The Celsius bankruptcy has also led to ongoing legal issues for the company and its former CEO, Alex Mashinsky. In addition to the bankruptcy filings, both Celsius and Mashinsky were sued by U.S. regulators, including the Securities and Exchange Commission (SEC), Federal Trade Commission (FTC), and the Commodity Futures Trading Commission (CFTC), for allegedly misleading customers.

Mashinsky has been charged with fraud and could face a maximum prison sentence of up to 115 years if convicted. In early November, a U.S. district judge rejected Mashinsky’s request to have two fraud charges dismissed, meaning the case will proceed through the courts.

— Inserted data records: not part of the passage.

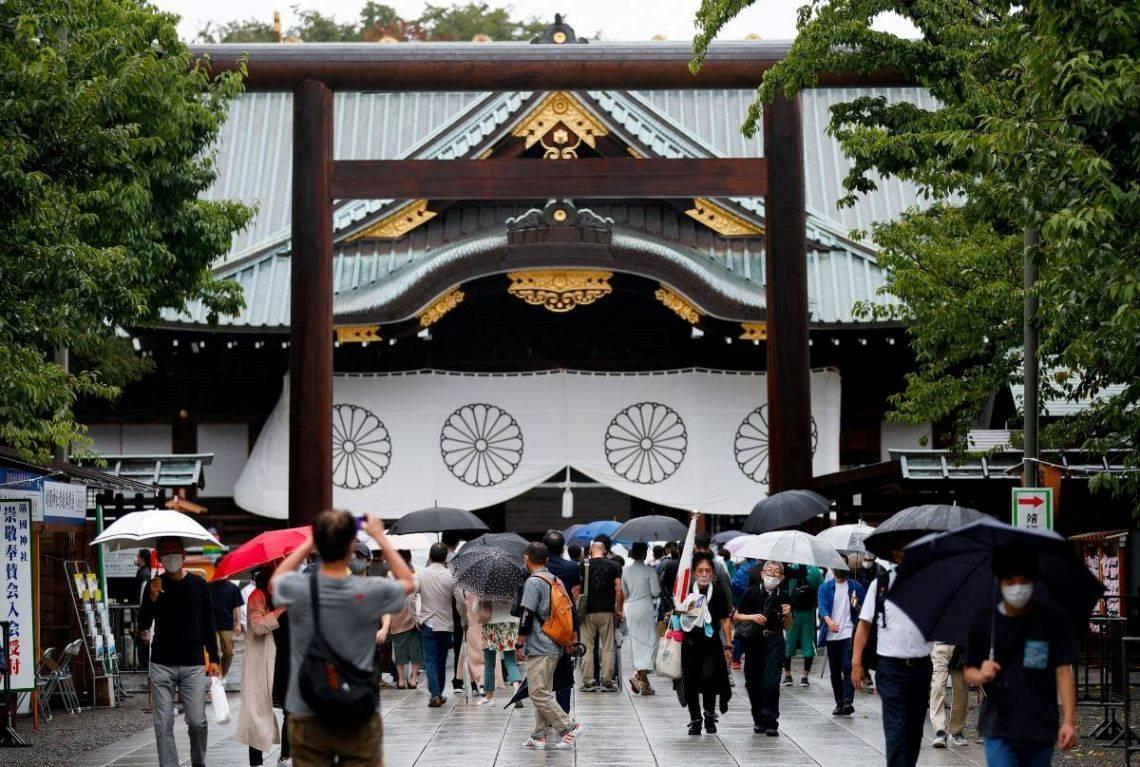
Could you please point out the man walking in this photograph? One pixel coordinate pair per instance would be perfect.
(350, 609)
(945, 661)
(840, 600)
(540, 655)
(178, 604)
(602, 578)
(903, 671)
(227, 605)
(440, 600)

What’s Next for Celsius Creditors and Investors

The ongoing payout distributions provide some relief to creditors who were affected by Celsius’s collapse, but the company’s bankruptcy proceedings are far from over. Creditors who have not yet received full compensation will need to continue monitoring the situation, as further payouts may be made in the coming months.

However, with the legal proceedings still unfolding, the future of Celsius and its ability to repay creditors in full remains uncertain. Investors and creditors who had exposure to the crypto lending platform may want to stay informed about further developments, particularly regarding the legal battles facing Mashinsky and other company executives.

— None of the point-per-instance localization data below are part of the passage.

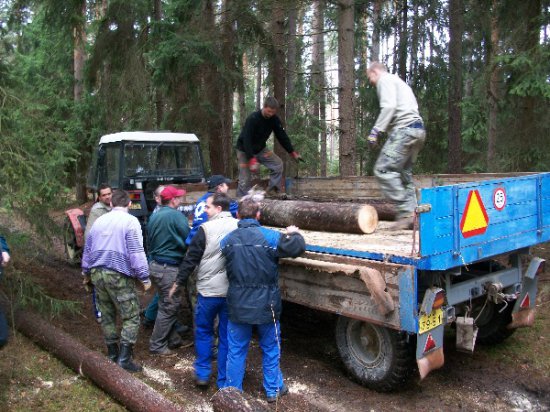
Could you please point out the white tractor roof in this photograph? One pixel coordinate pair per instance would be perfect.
(148, 137)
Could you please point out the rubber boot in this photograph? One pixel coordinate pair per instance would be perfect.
(112, 351)
(125, 359)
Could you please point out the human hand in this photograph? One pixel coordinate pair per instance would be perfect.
(173, 290)
(292, 229)
(87, 282)
(146, 284)
(372, 139)
(253, 165)
(5, 258)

Ongoing Bankruptcy Process and Recovery

Celsius’s bankruptcy case is an ongoing process that continues to unfold as creditors receive partial payouts. While the second distribution marks a step forward in the recovery process, full compensation for all affected parties is still a work in progress. For creditors, it is crucial to stay updated on the situation as the company navigates its remaining obligations.

Disclaimer: This article is for informational purposes only and does not constitute investment advice. Cryptocurrencies and stocks, particularly in micro-cap companies, are subject to significant volatility and risk. Please conduct thorough research before making any investment decisions.